ATLANTA – Seven perspectives. Two political parties. One mission.
Representatives from both the U.S. House and Senate addressed nearly 1,400 attendees of the fourth National Rx Drug Abuse Summit Wednesday, April 8, to discuss current and planned legislation addressing what has become a national crisis.
“This is an American issue,” proclaimed U.S. Senator Joe Manchin of West Virginia. “When you see Democrats and Republicans come together on an issue like this, I think that should give you some hope.”
Effective policy change is not always easy, but not impossible, to achieve, Manchin said, noting the U.S. Food and Drug Administration’s decision to reschedule Hydrocodone combination drugs in 2014.
U.S. Representative Harold “Hal” Rogers (KY-5th) touched on two related priorities: implementation of mandatory prescriber education and continuing to improve state-run prescription drug monitoring programs (PDMPs).
“Every state – except Missouri, I might add – currently has a PDMP that provides physicians with a critical glimpse at their patients’ prescription history,” Rogers said. “Over half of these states are sharing data with one another, thanks in large part to the leadership of the National Association of Boards of Pharmacy, and we are making impressive strides to more seamlessly integrate PDMP data into doctor workflow.”
“We still have a long way to go, but in the next few years PDMPs should absolutely become a part of the standard of care for anyone prescribing a prescription painkiller,” Rogers said.
As the only pharmacist in Congress, U.S. Representative Earl “Buddy” Carter (GA-1st), said he brings a unique perspective to the arena.
“I’ve seen how (Rx pill addiction) ruins families and ruins careers,” said Carter, who authored Georgia’s prescription drug monitoring program (PDMP) law. Carter wants to see PDMPs across the country be able to share information in real time and work seamlessly across state borders.

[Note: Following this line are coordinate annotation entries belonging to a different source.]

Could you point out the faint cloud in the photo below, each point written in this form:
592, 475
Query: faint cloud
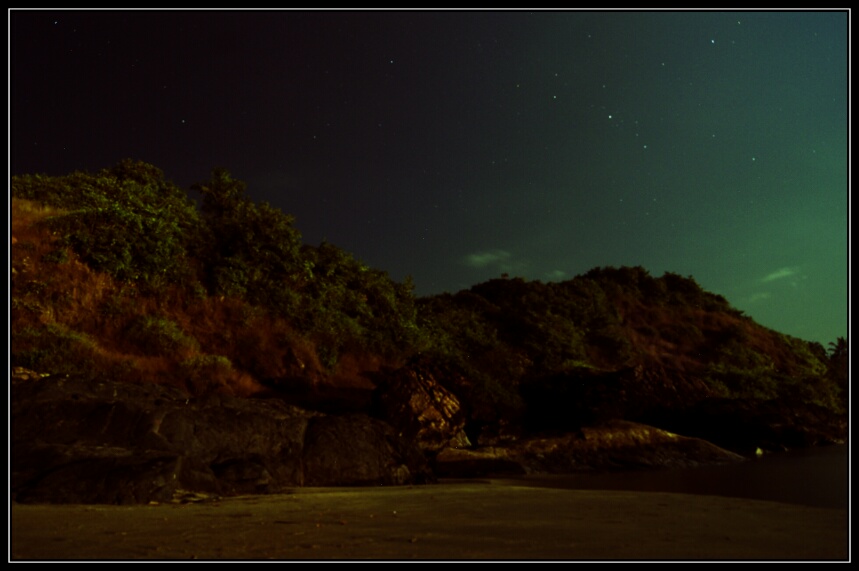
759, 296
779, 274
498, 258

“You don’t want government in your medicine cabinet,” Carter commented, “but the problem that we have is far greater than the intrusion.”
It is important for people to take a stand and to educate both physicians and the public, said U.S. Representative William R. “Bill” Keating (MA-9th).

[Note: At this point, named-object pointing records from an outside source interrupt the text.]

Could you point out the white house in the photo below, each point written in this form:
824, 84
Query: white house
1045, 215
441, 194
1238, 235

“One thing we can’t wait until next year to do is deal with this issue,” Keating said, calling the current crisis “a societal wrong-doing … fueled by misinformation, ignorance and stigma.”
That includes making sure the medical community knows what is available.

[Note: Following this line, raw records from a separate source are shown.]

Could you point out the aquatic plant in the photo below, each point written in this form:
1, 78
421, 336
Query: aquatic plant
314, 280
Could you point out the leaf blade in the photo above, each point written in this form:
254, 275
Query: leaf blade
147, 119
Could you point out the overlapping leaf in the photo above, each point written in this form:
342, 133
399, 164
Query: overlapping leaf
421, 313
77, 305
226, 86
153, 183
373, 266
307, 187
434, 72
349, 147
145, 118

“We have to stop the mentality of ‘opiates first’,” Keating said. “We understand there is a need to deal with pain … (but) doctor, you don’t understand about pain. When you lose (a family member) that kind of pain doesn’t go away.”
“The opposite of love is not hate, it is indifference,” Keating said. “The power of the person is much stronger than the power of the pill.”
“For me, it’s about that delicate balance between good medicine and good policy,” commented Representative Evan Jenkins (WV-3rd). He said it was important to provide the right care, at the right place at the right time.
U.S. Representative Katherine Clark (MA-5th) focused her remarks on the need to address Neonatal Abstinence Syndrome – a condition where babies are born with an opiate dependence from their mothers’ drug addiction.
“We have to do better by these children. We have to do better by their moms,” Clark said. “We are looking at two people, not just one.”
Each of the legislators spoke about “the new prescription abuse problem” to face the country – legalizing marijuana for medical and/or recreational use – but none as passionately as U.S. Representative Andrew “Andy” Harris (MD-1st).
As a “physician legislator,” Dr. Harris said he was concerned about the “incrementalism of marijuana legislation,” especially when there are no safeguards in place to protect children.
“That’s not the way we should deal with such a dangerous drug,” Harris said, adding “marijuana is pretty clearly a gateway drug” that has not been shown to be safe or medically effective. He urged more research on marijuana and its components – “just like we do for other drugs.”
In his remarks, Rogers said he was pleased that the FDA had finalized its guidance on abuse-deterrent medications.
“This is a huge step forward in my assessment,” Rogers said. “It sends a strong message to (the drug) industry that it is a safe bet to make the requisite investments in these new, emerging technologies that make painkillers more difficult to abuse. It creates incentives for innovation – and I’m hopeful that somewhere out there is a young scientist with our silver bullet.”
The legislators announced four pieces of legislation that they are either currently sponsoring or intend to introduce related to prescription drug abuse:
Rx Drug Abuse Prevention and Treatment Act – This act funds a grant program for states and nonprofit entities for consumer education about opioid abuse, including methadone abuse, and sets forth training requirements for practitioners.
FDA Accountability for Public Safety Act – This act would ensure that “expert voices are heard” on any review of opioid medications and make the FDA commissioner more responsible to Congress for new-drug approvals. This bill is in reaction to the recent approval of Zohodro despite overwhelming opposition by an FDA advisory panel.
Protecting Our Infants Act – This act would take proactive steps to deal with opiate dependency in newborns.
A yet-to-be-named act that would break down regulatory hurdles and licensing barriers for new programs and new methods of care for treating addiction.